I used to daydream about having a web proxy that could store every page I visited (instead of having to manually save interesting pages... something I do a lot). But I never had the storage space for that, and the bloat in web pages has grown faster than the size of disk I can afford. Since I started using Offpunk for Gemini some time ago I at least get a complete saved record of all the Gemini pages I read. 65 MB in one year. Far more realistic to maintain than with web pages.
> But I never had the storage space for that, and the bloat in web pages has grown faster than the size of disk I can afford.
Is this really true for you? Seems surprising to me given how cheap large HDD storage is now. I have trouble believing even bloated web pages are that large relatively speaking. I guess I should try to do it and find out, probably I’m wrong and it’s much more data than I’m expecting.
Gemini seems really neat, I should have investigated earlier.
ssh kiosk@gemini.circumlunar.space
Let’s one get a sense of what it is about. 1 bookmarks found me some spaces.

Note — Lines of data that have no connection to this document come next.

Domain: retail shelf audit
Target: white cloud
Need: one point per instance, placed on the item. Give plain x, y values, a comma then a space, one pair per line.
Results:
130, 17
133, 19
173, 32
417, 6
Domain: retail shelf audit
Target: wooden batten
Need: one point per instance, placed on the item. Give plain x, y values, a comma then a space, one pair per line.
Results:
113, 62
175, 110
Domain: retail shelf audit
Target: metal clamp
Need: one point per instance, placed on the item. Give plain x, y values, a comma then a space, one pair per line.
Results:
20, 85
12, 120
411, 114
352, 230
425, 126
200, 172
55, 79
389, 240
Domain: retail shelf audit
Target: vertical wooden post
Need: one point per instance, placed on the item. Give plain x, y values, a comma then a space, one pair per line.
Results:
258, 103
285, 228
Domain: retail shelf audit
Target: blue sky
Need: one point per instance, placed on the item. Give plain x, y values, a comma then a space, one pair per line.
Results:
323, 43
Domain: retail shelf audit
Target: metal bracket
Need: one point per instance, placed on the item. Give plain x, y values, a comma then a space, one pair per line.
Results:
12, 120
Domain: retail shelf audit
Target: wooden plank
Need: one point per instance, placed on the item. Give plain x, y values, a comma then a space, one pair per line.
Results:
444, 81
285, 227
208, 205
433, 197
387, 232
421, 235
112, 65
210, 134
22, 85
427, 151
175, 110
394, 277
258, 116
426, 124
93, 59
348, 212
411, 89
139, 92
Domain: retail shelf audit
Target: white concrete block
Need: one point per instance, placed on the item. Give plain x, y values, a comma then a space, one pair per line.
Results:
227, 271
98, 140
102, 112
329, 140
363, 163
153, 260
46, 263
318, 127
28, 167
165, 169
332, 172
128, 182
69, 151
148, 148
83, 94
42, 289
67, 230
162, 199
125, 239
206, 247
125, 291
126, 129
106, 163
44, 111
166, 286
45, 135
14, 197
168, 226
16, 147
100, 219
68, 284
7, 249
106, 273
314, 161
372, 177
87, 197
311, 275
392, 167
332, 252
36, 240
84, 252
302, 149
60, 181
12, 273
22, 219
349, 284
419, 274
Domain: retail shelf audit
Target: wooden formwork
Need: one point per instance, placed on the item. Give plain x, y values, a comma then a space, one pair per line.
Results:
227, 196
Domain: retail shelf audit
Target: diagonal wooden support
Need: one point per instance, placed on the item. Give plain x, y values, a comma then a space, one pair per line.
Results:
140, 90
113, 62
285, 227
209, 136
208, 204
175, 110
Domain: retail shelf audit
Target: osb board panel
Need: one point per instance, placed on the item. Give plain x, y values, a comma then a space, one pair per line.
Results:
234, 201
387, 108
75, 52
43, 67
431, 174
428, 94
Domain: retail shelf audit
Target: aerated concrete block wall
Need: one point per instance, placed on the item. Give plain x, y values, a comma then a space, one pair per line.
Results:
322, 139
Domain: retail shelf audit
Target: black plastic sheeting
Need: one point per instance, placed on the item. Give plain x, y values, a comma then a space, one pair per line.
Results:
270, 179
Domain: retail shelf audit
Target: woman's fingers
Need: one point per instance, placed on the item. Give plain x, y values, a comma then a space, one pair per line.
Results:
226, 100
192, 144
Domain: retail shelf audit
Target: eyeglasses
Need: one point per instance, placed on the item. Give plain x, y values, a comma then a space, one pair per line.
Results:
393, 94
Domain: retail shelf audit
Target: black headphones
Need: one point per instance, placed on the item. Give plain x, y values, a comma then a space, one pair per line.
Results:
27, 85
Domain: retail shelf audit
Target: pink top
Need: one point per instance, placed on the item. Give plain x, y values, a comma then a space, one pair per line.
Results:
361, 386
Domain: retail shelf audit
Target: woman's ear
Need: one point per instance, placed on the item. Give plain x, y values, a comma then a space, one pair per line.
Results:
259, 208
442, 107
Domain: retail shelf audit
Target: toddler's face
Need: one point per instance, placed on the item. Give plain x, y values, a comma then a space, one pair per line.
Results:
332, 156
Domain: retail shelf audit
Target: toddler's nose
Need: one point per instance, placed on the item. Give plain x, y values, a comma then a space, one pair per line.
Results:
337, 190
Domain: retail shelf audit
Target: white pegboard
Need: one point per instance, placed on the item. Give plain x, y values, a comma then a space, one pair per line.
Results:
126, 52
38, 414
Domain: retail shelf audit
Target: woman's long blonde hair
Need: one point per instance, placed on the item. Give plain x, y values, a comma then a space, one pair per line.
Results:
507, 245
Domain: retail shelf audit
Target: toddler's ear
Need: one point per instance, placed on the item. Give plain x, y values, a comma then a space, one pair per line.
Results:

Two years of using nearly exclusively offpunk without ever trimming the cache:
2.5G gemini
1.3G gopher
1.5G http
23G https
With the exception of dynamic webpages, every single page I’ve read in those two years is there. With pictures. And with every single page linked by those webpages. And all the pages linked on HN.
That’s very awesome and by itself a compelling argument for one to consider adopting offpunk.
I’d imagine putting the archive in git repo with annex/lfs and along with builtin time-stamping it means an activity archive also. Lot’s of interesting use cases if combined with LLMs and RAG for example.
“A few weeks ago I was researching technology XYZ and there was an open source python package that looked neat, but I can’t remember what it was. Could you use my browsing cache and prepare a report on what I was reading about and summarize it please?”